Se dejó caer sobre la almohada con un suspiro, y sus bonitos ojos me siguieron con una mirada amorosa y melancólica; luego repitió, en un murmullo:
–Buenas noches, querida amiga.
Cuando se es joven, se siente simpatía, e incluso se ama, por impulso. Yo me sentía halagada por la evidente, aunque todavía inmerecida, afición que sentía por mí. Me gustaba la confianza con que me había acogido de inmediato. Ella estaba decidida a que fuéramos amigas muy íntimas.
Llegó el día siguiente y volvimos a vernos.

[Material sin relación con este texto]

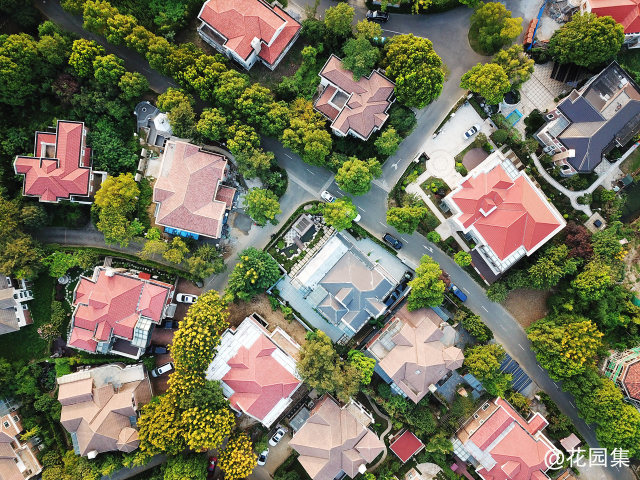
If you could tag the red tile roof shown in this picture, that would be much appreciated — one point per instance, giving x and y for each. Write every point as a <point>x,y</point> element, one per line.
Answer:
<point>625,12</point>
<point>66,172</point>
<point>188,188</point>
<point>112,305</point>
<point>369,99</point>
<point>507,213</point>
<point>258,380</point>
<point>240,21</point>
<point>514,444</point>
<point>406,446</point>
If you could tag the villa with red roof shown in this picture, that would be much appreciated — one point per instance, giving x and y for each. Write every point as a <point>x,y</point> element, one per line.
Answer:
<point>625,12</point>
<point>257,369</point>
<point>504,446</point>
<point>354,107</point>
<point>248,30</point>
<point>189,195</point>
<point>115,312</point>
<point>504,212</point>
<point>61,167</point>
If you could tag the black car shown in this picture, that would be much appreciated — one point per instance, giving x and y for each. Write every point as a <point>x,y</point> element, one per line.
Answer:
<point>377,16</point>
<point>156,350</point>
<point>393,241</point>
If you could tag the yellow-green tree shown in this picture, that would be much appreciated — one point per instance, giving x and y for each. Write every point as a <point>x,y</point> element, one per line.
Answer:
<point>237,460</point>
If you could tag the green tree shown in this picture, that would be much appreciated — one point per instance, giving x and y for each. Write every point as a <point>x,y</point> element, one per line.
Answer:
<point>565,346</point>
<point>515,63</point>
<point>255,272</point>
<point>427,288</point>
<point>416,68</point>
<point>360,56</point>
<point>462,258</point>
<point>212,124</point>
<point>406,219</point>
<point>262,205</point>
<point>493,27</point>
<point>133,85</point>
<point>83,54</point>
<point>340,214</point>
<point>388,141</point>
<point>108,69</point>
<point>368,30</point>
<point>488,80</point>
<point>338,19</point>
<point>551,267</point>
<point>587,40</point>
<point>355,176</point>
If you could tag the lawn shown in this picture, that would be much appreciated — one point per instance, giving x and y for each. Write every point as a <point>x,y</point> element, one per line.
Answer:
<point>26,344</point>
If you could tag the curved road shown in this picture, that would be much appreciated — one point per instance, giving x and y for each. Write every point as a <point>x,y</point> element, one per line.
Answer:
<point>307,181</point>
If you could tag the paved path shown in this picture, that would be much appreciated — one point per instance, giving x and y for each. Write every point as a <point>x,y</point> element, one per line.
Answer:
<point>373,468</point>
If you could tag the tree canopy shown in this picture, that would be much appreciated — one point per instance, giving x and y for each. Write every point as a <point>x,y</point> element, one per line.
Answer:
<point>587,40</point>
<point>416,68</point>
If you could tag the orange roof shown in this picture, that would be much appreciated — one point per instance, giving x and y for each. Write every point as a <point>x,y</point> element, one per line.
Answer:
<point>625,12</point>
<point>240,21</point>
<point>65,172</point>
<point>507,213</point>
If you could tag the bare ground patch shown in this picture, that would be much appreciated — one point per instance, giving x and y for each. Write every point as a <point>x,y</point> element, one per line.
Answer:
<point>260,304</point>
<point>527,306</point>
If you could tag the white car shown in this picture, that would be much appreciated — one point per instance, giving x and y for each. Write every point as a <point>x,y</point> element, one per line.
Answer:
<point>327,197</point>
<point>471,132</point>
<point>166,368</point>
<point>262,458</point>
<point>273,441</point>
<point>186,298</point>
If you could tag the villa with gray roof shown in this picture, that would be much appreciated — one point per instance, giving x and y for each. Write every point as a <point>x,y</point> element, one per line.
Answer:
<point>591,122</point>
<point>344,286</point>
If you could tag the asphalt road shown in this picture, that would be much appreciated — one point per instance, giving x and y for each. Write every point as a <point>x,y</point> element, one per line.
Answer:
<point>306,180</point>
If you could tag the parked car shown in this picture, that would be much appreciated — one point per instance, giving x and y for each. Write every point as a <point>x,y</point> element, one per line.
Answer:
<point>166,368</point>
<point>186,298</point>
<point>327,197</point>
<point>458,293</point>
<point>377,16</point>
<point>262,458</point>
<point>273,441</point>
<point>471,132</point>
<point>393,241</point>
<point>156,350</point>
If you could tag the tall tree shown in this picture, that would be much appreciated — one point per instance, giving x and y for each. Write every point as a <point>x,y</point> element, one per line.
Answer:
<point>427,289</point>
<point>416,68</point>
<point>587,40</point>
<point>493,26</point>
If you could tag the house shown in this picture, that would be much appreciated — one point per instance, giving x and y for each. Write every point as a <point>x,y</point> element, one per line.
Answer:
<point>335,440</point>
<point>61,166</point>
<point>623,368</point>
<point>625,12</point>
<point>152,123</point>
<point>343,285</point>
<point>354,107</point>
<point>100,407</point>
<point>14,311</point>
<point>18,459</point>
<point>189,195</point>
<point>257,369</point>
<point>414,351</point>
<point>501,445</point>
<point>504,213</point>
<point>248,30</point>
<point>116,311</point>
<point>586,126</point>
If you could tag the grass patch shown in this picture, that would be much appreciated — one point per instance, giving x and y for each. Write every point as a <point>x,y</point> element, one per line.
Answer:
<point>26,344</point>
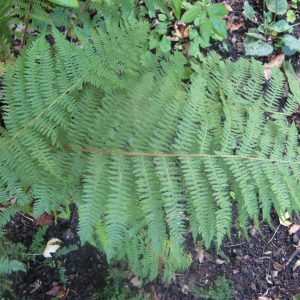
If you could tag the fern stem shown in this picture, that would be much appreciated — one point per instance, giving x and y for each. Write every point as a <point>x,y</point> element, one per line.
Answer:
<point>26,25</point>
<point>157,154</point>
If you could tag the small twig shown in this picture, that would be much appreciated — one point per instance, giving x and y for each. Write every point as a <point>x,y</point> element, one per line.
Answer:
<point>84,8</point>
<point>293,256</point>
<point>274,234</point>
<point>27,21</point>
<point>25,216</point>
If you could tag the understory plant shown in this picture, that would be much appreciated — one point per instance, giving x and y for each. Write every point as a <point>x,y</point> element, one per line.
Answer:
<point>147,157</point>
<point>275,31</point>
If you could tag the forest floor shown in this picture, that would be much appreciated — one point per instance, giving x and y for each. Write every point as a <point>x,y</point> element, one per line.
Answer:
<point>263,267</point>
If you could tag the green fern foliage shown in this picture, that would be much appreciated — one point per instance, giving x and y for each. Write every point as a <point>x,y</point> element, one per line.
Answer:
<point>8,266</point>
<point>146,157</point>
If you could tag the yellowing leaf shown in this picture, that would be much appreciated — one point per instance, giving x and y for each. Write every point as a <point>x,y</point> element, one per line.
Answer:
<point>283,220</point>
<point>65,3</point>
<point>276,61</point>
<point>52,246</point>
<point>200,252</point>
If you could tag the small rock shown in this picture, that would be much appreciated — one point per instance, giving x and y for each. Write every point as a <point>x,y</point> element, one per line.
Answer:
<point>68,234</point>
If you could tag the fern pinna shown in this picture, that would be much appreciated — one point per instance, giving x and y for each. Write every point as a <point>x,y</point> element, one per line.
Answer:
<point>146,157</point>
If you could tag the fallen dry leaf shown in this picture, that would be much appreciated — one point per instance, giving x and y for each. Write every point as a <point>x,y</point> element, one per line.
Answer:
<point>135,282</point>
<point>277,266</point>
<point>296,265</point>
<point>228,6</point>
<point>234,23</point>
<point>220,261</point>
<point>200,252</point>
<point>294,228</point>
<point>57,291</point>
<point>276,61</point>
<point>44,219</point>
<point>283,220</point>
<point>52,246</point>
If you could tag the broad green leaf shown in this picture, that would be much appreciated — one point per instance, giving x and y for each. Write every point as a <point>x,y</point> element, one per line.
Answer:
<point>291,16</point>
<point>255,35</point>
<point>206,30</point>
<point>65,3</point>
<point>217,10</point>
<point>287,51</point>
<point>249,12</point>
<point>291,42</point>
<point>291,77</point>
<point>281,26</point>
<point>256,47</point>
<point>176,6</point>
<point>219,26</point>
<point>191,14</point>
<point>279,7</point>
<point>165,44</point>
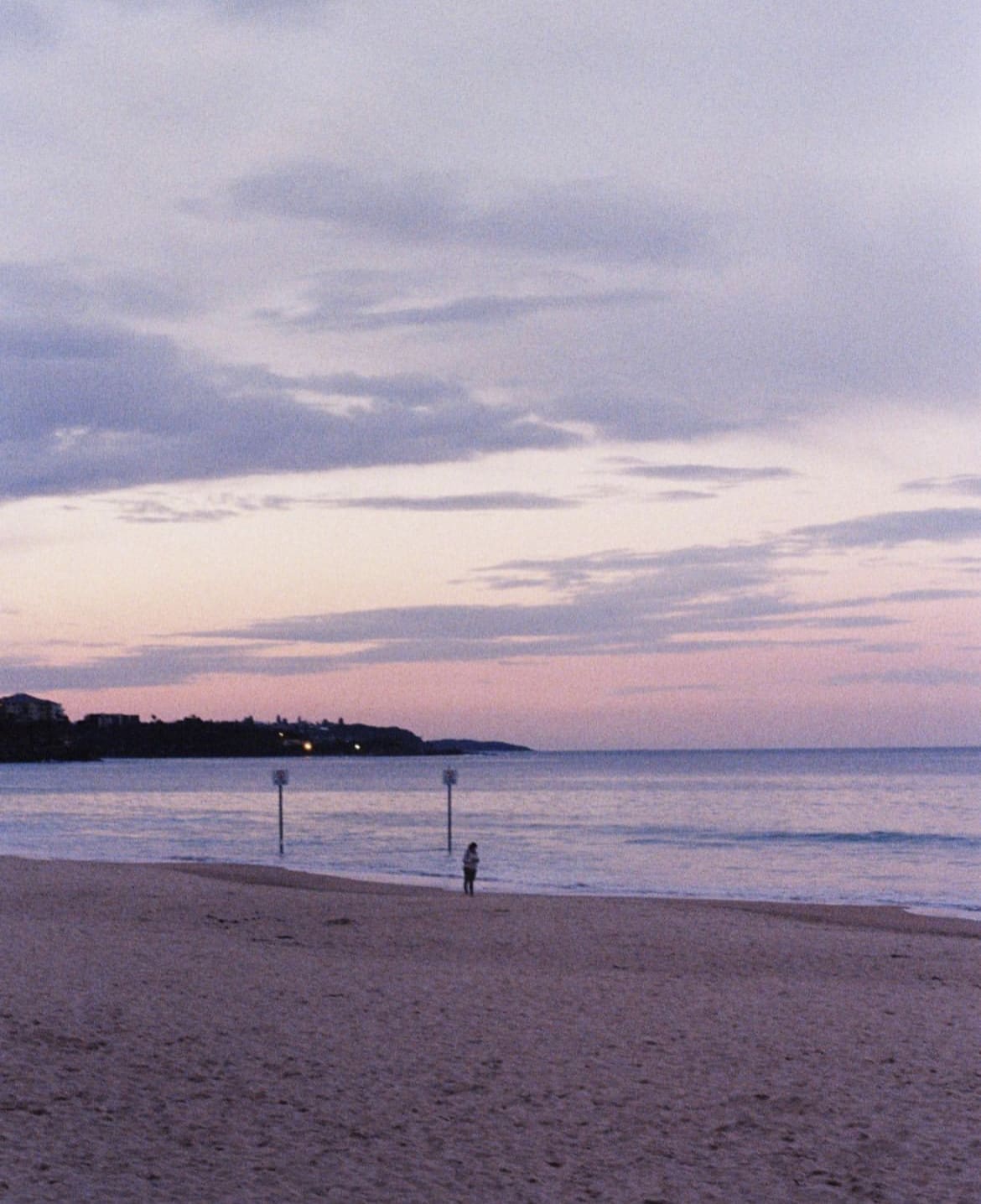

Yo estaba encantada con mi compañera; y lo estaba en muchos sentidos.
Su aspecto no perdía nada a la luz del día: era, indudablemente, la persona más hermosa que yo hubiera visto jamás, y el desagradable recuerdo del rostro que se me apareció en mi sueño infantil había perdido el efecto de su primer e inesperado reconocimiento.
Ella me confesó que había sufrido una impresión similar al verme, así como la misma tenue antipatía que en mi interior se había mezclado con la admiración que sentía por ella. Y reímos juntas de nuestros pasajeros terrores.
Ya le he dicho que estaba encantada con ella en la mayor parte de las cosas.
Había otras que no me gustaban tanto.